So it should just have the (uintptr_t) cast?

Steve.

--
To unsubscribe from this list: send the line "unsubscribe linux-rdma" in
the body of a message to majordomo@vger.kernel.org
More majordomo info at  http://vger.kernel.org/majordomo-info.html
Doug Ledford June 9, 2015, 2:16 p.m.

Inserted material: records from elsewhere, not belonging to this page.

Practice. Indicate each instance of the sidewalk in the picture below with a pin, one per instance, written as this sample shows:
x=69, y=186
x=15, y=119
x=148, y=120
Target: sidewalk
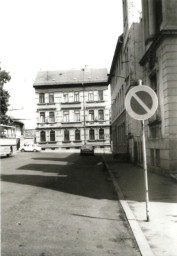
x=160, y=234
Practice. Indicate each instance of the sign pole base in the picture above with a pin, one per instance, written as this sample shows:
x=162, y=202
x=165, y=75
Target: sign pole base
x=145, y=173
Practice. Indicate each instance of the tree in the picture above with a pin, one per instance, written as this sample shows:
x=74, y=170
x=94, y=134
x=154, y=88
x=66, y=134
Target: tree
x=4, y=96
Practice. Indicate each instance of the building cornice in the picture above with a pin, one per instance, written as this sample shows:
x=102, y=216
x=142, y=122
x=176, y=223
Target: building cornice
x=68, y=85
x=156, y=42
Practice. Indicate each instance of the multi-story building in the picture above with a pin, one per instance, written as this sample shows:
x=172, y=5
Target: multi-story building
x=159, y=62
x=72, y=109
x=124, y=74
x=147, y=50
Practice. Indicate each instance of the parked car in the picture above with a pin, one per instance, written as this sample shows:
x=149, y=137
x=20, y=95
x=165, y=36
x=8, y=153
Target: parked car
x=87, y=150
x=30, y=147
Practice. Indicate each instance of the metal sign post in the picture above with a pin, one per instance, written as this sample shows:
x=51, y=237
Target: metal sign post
x=145, y=172
x=141, y=103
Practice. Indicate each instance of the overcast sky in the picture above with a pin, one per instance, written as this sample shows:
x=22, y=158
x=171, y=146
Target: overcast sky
x=55, y=35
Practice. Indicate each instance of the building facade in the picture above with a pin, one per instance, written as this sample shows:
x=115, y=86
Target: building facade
x=147, y=51
x=159, y=62
x=124, y=74
x=72, y=109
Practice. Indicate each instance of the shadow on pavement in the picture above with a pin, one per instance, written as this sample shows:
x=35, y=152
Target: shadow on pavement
x=74, y=174
x=131, y=181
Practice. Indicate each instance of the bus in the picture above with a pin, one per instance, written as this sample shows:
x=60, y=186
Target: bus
x=8, y=141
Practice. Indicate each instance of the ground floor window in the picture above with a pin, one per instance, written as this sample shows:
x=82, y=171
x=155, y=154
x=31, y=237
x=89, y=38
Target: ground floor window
x=52, y=135
x=101, y=134
x=91, y=134
x=77, y=134
x=43, y=136
x=66, y=135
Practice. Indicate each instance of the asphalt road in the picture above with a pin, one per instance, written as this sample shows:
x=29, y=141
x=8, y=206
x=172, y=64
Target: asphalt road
x=57, y=204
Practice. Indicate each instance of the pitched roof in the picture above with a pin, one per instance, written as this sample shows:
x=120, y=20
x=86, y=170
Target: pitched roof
x=73, y=76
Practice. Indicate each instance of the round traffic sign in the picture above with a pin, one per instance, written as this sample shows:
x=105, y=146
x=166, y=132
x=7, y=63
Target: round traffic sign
x=141, y=102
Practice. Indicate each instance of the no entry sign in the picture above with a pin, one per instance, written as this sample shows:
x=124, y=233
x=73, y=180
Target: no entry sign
x=141, y=102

UTC | #3
On Tue, 2015-06-09 at 09:07 -0500, Steve Wise wrote:
> 
> > -----Original Message-----
> > From: Doug Ledford [mailto:dledford@redhat.com]

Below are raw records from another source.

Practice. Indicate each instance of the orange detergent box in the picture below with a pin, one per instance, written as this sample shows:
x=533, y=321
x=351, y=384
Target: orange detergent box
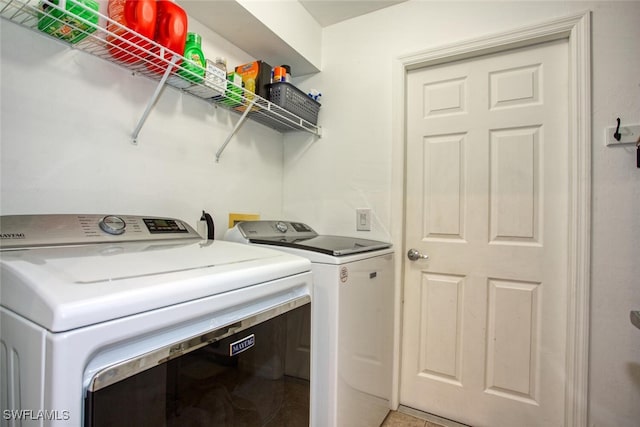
x=256, y=77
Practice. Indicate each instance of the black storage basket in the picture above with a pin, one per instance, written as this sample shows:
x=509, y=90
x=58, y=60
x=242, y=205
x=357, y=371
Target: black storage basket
x=292, y=99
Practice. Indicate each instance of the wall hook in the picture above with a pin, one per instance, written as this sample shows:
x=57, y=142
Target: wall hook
x=617, y=134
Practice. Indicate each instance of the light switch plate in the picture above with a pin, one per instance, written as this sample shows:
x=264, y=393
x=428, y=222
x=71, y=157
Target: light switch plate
x=363, y=219
x=628, y=135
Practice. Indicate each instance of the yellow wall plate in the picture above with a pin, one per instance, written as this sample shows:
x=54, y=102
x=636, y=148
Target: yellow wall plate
x=235, y=218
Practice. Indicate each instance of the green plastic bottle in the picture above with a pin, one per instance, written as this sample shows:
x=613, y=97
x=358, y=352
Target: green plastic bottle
x=193, y=52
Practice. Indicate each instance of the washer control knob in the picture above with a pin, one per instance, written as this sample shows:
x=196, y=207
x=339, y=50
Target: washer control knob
x=112, y=224
x=282, y=226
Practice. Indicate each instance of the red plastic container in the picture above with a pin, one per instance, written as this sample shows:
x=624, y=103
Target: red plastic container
x=140, y=18
x=171, y=32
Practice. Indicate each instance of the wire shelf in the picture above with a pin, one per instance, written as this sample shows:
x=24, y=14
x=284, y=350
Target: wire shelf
x=115, y=43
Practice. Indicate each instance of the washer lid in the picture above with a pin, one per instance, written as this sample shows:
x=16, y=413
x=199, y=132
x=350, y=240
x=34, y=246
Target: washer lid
x=330, y=245
x=63, y=288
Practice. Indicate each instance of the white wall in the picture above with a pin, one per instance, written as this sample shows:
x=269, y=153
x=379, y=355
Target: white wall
x=66, y=147
x=350, y=167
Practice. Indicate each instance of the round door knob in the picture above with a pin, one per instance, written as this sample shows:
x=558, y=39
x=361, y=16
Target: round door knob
x=415, y=255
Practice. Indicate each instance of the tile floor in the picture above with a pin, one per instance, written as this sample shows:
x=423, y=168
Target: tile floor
x=398, y=419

> > Sent: Tuesday, June 09, 2015 9:03 AM
> > To: Hariprasad Shenai
> > Cc: linux-rdma@vger.kernel.org; swise@opengridcomputing.com; leedom@chelsio.com; nirranjan@chelsio.com
> > Subject: Re: [PATCH for-4.1 2/2] iw_cxgb4: support for bar2 qid densities exceeding the page size
> > 
> > On Tue, 2015-06-09 at 18:23 +0530, Hariprasad Shenai wrote:
> > > Handle this configuration:
> > >
> > >         Queues Per Page * SGE BAR2 Queue Register Area Size > Page Size
> > >
> > > Use cxgb4_bar2_sge_qregs() to obtain the proper location within the
> > > bar2 region for a given qid.
> > >
> > > Rework the DB and GTS write functions to make use of this bar2 info.
> > >
> > > Signed-off-by: Steve Wise <swise@opengridcomputing.com>
> > > Signed-off-by: Hariprasad Shenai <hariprasad@chelsio.com>
> > > ---
> > >  drivers/infiniband/hw/cxgb4/cq.c       | 22 ++++++------
> > >  drivers/infiniband/hw/cxgb4/device.c   | 16 +++------
> > >  drivers/infiniband/hw/cxgb4/iw_cxgb4.h |  5 +--
> > >  drivers/infiniband/hw/cxgb4/qp.c       | 64 ++++++++++++++++++++++------------
> > >  drivers/infiniband/hw/cxgb4/t4.h       | 60 ++++++++++++++++++++-----------
> > >  5 files changed, 98 insertions(+), 69 deletions(-)
> > >
> > > diff --git a/drivers/infiniband/hw/cxgb4/cq.c b/drivers/infiniband/hw/cxgb4/cq.c
> > > index 68ddb37..8e5bbcb 100644
> > > --- a/drivers/infiniband/hw/cxgb4/cq.c
> > > +++ b/drivers/infiniband/hw/cxgb4/cq.c
> > > @@ -156,19 +156,17 @@ static int create_cq(struct c4iw_rdev *rdev, struct t4_cq *cq,
> > >  		goto err4;
> > >
> > >  	cq->gen = 1;
> > > +	cq->gts = rdev->lldi.gts_reg;
> > >  	cq->rdev = rdev;
> > > -	if (user) {
> > > -		u32 off = (cq->cqid << rdev->cqshift) & PAGE_MASK;
> > >
> > > -		cq->ugts = (u64)rdev->bar2_pa + off;
> > > -	} else if (is_t4(rdev->lldi.adapter_type)) {
> > > -		cq->gts = rdev->lldi.gts_reg;
> > > -		cq->qid_mask = -1U;
> > > -	} else {
> > > -		u32 off = ((cq->cqid << rdev->cqshift) & PAGE_MASK) + 12;
> > > -
> > > -		cq->gts = rdev->bar2_kva + off;
> > > -		cq->qid_mask = rdev->qpmask;
> > > +	cq->bar2_va = c4iw_bar2_addrs(rdev, cq->cqid, T4_BAR2_QTYPE_INGRESS,
> > > +				      &cq->bar2_qid,
> > > +				      user ? &cq->bar2_pa : NULL);
> > > +	if (user && !cq->bar2_va) {
> > > +		pr_warn(MOD "%s: cqid %u not in BAR2 range.\n",
> > > +			pci_name(rdev->lldi.pdev), cq->cqid);
> > > +		ret = -EINVAL;
> > > +		goto err4;
> > >  	}
> > >  	return 0;
> > >  err4:
> > > @@ -971,7 +969,7 @@ struct ib_cq *c4iw_create_cq(struct ib_device *ibdev, int entries,
> > >  		insert_mmap(ucontext, mm);
> > >
> > >  		mm2->key = uresp.gts_key;
> > > -		mm2->addr = chp->cq.ugts;
> > > +		mm2->addr = (u64)(uintptr_t)chp->cq.bar2_pa;
> > 
> > Why are you using a cast here at all?  bar2_pa is already u64...
> > 
> 
> So it should just have the (uintptr_t) cast?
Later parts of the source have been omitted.